Registries and the Future of Medicine

Print 20 May 2016
Brian Kelly / PharmExec.com

Payers, providers, patients and pharmaceutical companies all want to understand the value of specific treatments – and patient registries can help them do that. These online data platforms give patients and providers a single place to record information about diagnosis, condition and treatment experience.

Registries are already being used by stakeholders across the industry to define value, both clinically and economically, in an effort to improve the overall quality of care for current and future patients in a variety of ways:

• Providers and hospital systems can use the data to demonstrate their quality of care, improve the clinical outcomes of patients and enable personalized medicine through genetic testing to define more narrow target patient populations

• Payers can use them to evaluate the quality and cost of care for increasingly narrow subsets of patients

• Pharmaceutical and medical device companies can use them to demonstrate the value of their products and services, and bring new products to the market more quickly and with a higher likelihood of clinical and economic success.

• All stakeholders can harness these data sources to achieve these goals with greater ease and lower costs.

Standardization is the next step

Going forward registries will play an even greater role as hubs that bring together communities of patients, providers and payers to gather and share real world evidence insights from clinical, economic and observational data to support both clinical care optimization as well as drug development. However, as with all digital patient data, the industry continues to struggle with how we can scale the benefits of registries to ensure this information can be shared and accessed by all of the stakeholders who can benefit, while protecting patients’ privacy and confidentiality. Creating interoperability between registries is a challenge that won’t be easily solved, but we can achieve incremental improvements through the standardization of registries.

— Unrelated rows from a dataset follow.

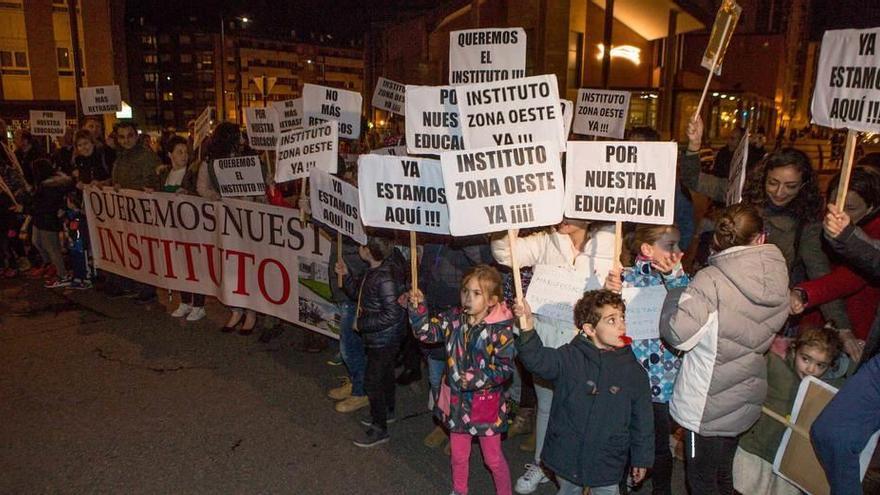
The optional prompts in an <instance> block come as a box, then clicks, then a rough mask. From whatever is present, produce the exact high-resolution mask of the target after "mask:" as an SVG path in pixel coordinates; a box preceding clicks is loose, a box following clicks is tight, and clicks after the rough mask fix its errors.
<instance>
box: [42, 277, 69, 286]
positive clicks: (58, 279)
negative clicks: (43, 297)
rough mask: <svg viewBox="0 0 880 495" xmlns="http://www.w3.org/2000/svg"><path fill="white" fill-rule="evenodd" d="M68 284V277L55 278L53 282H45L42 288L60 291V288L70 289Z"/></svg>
mask: <svg viewBox="0 0 880 495" xmlns="http://www.w3.org/2000/svg"><path fill="white" fill-rule="evenodd" d="M70 282H71V280H70V277H65V278H56V279H54V280H50V281H48V282H46V284H45V285H44V286H43V287H45V288H47V289H60V288H62V287H70Z"/></svg>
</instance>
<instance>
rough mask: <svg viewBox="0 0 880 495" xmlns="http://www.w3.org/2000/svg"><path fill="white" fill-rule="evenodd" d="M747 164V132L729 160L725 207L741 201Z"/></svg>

In many cases, large provider organizations and professional associations have more than one registry, each started by different groups using different data sets. To gain efficiencies, these organizations can develop a common data model for all of their registries for use on an integrated platform. This enables stakeholders to look at the same patient across multiple registries, and leverage and reuse the data to greater benefit. It also allows them to examine data from an enterprise standpoint, and to enable the input of electronic health records (EHRs) into the registries.

At the hospital and provider levels, this has the potential to help with quality improvement registries, which are currently labor intensive. Current registries require a huge amount of manual data entry which can limit their adoption and ability to scale. Hospitals and providers can automate some of these steps by harnessing the modern electronic record infrastructure developed to support EHRs enabling them to increase external integration and interoperability.  Further gains can be made by improving workflows and data governance at the hospital and enterprise levels.

Data integration and standardization are key to unlocking the productivity puzzle in the world of registries. When we achieve these goals we enable access to a vast store of information and analytics opportunities to more gain greater insights into ways to improve clinical care and patient research. To do this, data must be pulled from multiple sources in a consistent manner, including EHR data, patient data and research and financial information from trials and payers. The concept of real-world evidence hubs centered on disease-specific communities that aggregate these data sources holds great promise as healthcare stakeholders work to demonstrate value. These hubs can form the basis of the “registry of the future” – leveraging data already stored in EHRs to create an information framework for answering healthcare stakeholders’ questions about how to measure and improve the quality of care.